FUNDING worth £45million has been approved for a major project to boost Ipswich's flood defences, it has been revealed.The Environment Agency has been carrying out a detailed risk assessment in the town and has now been given the green light by the Department for Environment, Food and Rural Affairs (DEFRA) to go ahead with huge protection works.

By Danielle Nuttall

FUNDING worth £45million has been approved for a major project to boost Ipswich's flood defences, it has been revealed.

The Environment Agency has been carrying out a detailed risk assessment in the town and has now been given the green light by the Department for Environment, Food and Rural Affairs (DEFRA) to go ahead with huge protection works.

The project will see a barrier created across the area known as New Cut, near to Felaw Maltings, to ensure there are no flooding problems in the Waterfront or Ipswich Village area.

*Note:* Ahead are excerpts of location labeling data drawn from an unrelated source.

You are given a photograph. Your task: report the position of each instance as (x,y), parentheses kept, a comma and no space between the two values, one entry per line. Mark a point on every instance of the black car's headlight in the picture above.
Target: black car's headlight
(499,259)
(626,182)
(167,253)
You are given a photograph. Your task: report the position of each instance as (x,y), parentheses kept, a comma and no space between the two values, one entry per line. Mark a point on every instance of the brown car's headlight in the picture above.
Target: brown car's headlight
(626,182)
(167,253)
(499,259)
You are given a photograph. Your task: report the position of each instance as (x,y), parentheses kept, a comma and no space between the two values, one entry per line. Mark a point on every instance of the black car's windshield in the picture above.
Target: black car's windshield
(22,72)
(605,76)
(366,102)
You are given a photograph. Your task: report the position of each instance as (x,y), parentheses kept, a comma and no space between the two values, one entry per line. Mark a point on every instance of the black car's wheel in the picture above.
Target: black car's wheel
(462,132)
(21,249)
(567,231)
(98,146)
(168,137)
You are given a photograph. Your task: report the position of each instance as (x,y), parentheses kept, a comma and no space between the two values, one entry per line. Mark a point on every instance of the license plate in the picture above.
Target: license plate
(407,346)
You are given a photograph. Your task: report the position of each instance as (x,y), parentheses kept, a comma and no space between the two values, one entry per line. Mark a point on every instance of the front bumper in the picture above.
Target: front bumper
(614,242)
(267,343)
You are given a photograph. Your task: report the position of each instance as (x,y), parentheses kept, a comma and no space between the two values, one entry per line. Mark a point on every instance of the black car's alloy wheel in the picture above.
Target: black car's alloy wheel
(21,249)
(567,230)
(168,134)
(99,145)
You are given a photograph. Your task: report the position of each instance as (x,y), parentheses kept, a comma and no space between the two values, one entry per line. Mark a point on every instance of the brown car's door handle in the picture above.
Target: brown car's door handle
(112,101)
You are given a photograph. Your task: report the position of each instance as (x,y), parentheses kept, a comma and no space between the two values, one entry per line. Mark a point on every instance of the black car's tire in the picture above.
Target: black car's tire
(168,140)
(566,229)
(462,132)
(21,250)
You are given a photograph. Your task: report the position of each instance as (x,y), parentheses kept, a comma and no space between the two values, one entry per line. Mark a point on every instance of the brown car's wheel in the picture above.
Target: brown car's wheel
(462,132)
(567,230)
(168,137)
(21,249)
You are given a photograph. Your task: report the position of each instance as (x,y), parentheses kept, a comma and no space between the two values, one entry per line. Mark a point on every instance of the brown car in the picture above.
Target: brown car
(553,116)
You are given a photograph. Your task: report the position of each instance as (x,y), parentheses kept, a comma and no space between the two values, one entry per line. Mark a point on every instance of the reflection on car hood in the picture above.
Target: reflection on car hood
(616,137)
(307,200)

It means the Environment Agency will be able to safeguard the town from a one in 300-year extreme weather event or tidal surge rather than the current one in 50 or one in 100-year protection.

The project is one of the largest possible and is rarely put forward for approval by the Environment Agency. It will include improvement work to all of the town's current flood defences.

Jim Anderson, project manager for the Environment Agency, said: “The agency has been developing a flood risk management strategy for Ipswich for the last 18 months and that strategy highlighted the problems with existing defences in Ipswich, which are getting to the end of their useful life, and that the standard of protection provided by the defences could be improved upon.

“With those two things in mind and also with the problems of global warming and increasing sea levels, there is a strong case to improve the defences in Ipswich.

“Our flood risk management strategy centres on protecting Ipswich by constructing a surge tide barrier in the lower part of the Orwell at New Cut. The exact position we still have to determine.

“The structure will have two gates approximately 20metres in width. There will be flood walls connecting the barrier to higher ground. Everything upstream will be protected against a flood from a surged tide which is the principal threat for the town.

“We will also be doing some works to existing defences in the town to improve them slightly as there is still some threat of fluvial flooding, which is the flow of water that comes down the river.

“It's fairly rare within the agency to ask for such a large approval.”

Improvement work on the current flood defences is expected to take place within the next 12 months while the new barrier is set to be in place by 2012.

Mr Anderson said the cost of the work was likely to be lower than £45million because this figure included contingency funds.